Join Britney's Circus

Cue the calliope music and bring in the wondering crowds, for Britney the Bicycling Bear is back

BRAD WHEELER

From Tuesday's Globe and Mail

Disc of the Week

  • Pop
  • Circus
  • Britney Spears
  • Jive/Zomba/Sony
  • threestar

Doot-doot-doodle-oodle, Oot-doot doo-doo.

Cue the calliope music and bring in the wondering crowds, for Britney the Bicycling Bear is back. She's her own little show, captivating with club-beat pop songs and lyrics that occasionally dwell on her own tumult. She does not write these lines that comment on celebrity; she inspires and (sort-of) sings them. To see the freak and franchise, step right this way!

Spears's sixth studio release, Circus, is one of her good ones. She's more of a presence than she was on Blackout, her initial ("It's Britney, bitch") comeback step from 2007. The material (produced and assembled by a notable team of music makers) is shiny, lively and usually catchy. The teeny bopper stuff fills a need, but it's the tunes that open the flaps to weird Britney's Big Top that are worth the price of admission.

"There are only two types of people in the world," Spears declares on a jittery title track with a distinctly Red Hot Chili Peppers bridge, "the ones that entertain and the ones that observe." True, that, but the bit about her being a "ringleader" who "runs a tight ship" is really something to snicker at.

The former Mouseketeer from Kentwood, La., also knows that there are two types of singers in the world: Ones who rely on voice manipulators and ones who don't. Kill the Lights, a percolating rebuttal to her swarming paparazzi, has Spears in computerized chipmunk tone.

If U Seek Amy, is a self-referring stomper co-written and produced by Max Martin, the Swedish hit-maker who composed a little thing called … Baby One More Time, a rather big hit for Spears in 1998.

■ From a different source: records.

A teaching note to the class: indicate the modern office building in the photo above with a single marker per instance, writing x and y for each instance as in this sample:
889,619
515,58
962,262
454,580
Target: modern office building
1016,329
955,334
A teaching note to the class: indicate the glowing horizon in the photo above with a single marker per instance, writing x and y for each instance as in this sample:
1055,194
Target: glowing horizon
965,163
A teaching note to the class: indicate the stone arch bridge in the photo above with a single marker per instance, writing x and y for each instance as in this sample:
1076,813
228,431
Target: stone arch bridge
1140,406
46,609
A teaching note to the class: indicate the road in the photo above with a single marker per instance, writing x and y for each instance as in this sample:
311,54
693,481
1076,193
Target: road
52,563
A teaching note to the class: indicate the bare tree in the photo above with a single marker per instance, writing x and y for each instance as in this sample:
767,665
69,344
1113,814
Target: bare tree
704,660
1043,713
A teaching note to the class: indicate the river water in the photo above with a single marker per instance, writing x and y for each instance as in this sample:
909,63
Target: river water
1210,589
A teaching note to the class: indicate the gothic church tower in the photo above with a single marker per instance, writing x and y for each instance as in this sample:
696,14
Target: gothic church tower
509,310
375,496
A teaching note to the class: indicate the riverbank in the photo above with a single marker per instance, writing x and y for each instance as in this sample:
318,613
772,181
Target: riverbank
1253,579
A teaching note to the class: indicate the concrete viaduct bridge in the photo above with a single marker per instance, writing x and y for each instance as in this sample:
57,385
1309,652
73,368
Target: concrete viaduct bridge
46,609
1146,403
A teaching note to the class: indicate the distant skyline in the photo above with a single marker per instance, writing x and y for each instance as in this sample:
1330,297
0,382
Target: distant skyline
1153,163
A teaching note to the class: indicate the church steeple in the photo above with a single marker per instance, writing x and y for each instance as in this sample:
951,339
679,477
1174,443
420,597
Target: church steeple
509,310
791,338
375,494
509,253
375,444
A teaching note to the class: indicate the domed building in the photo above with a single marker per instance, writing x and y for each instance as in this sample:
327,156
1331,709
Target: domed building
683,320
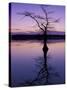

Hands-down, the go-to attraction is Blur, a queerly swirling, down-tempo number with a throaty party girl struggling to get her head right: "Where the hell am I/ Who are you/ What'd we do last night?" Marvellous, absolutely marvellous. And if Spears really does wish to recall her tabloid-ready transgressions, someone please hand her an Advil and fill in the woozy star about her divorce, child-custody battles, shaved head and one flab-tastic appearance at last year's MTV Video Music Awards.

Other Circus acts are entertaining, but not as remarkable: Unusual You is a strobe-lit, heart-shaped testimonial; the go-go/Outkast-stealing MMM Papi is a sexed-up lark; and Lace and Leather is a cheap Madonna knock-off.

My Baby (one of two tracks co-written by the mother of two) is cloying and sung softly by someone who sounds nothing at all like the robotic vocalist on the album's hit first single, Womanizer. If Spears is able to reproduce the breathy register of My Baby live onstage — apparently the show hits the road next spring — then I'll eat Kevin Federline's hat.

If there's a big fault here, it's the cover art. Instead of fully embracing the wackiness and going with the wilder image we see on the album's back — a cackling child clown serves the birthday girl a cake in bed (Spears turns 27 today) — Jive Records uses a doe-eyed, damaged Lolita shot. The freak show is fine as a distraction, is the thinking, but the carnival barker knows it's the pop star who sells the records.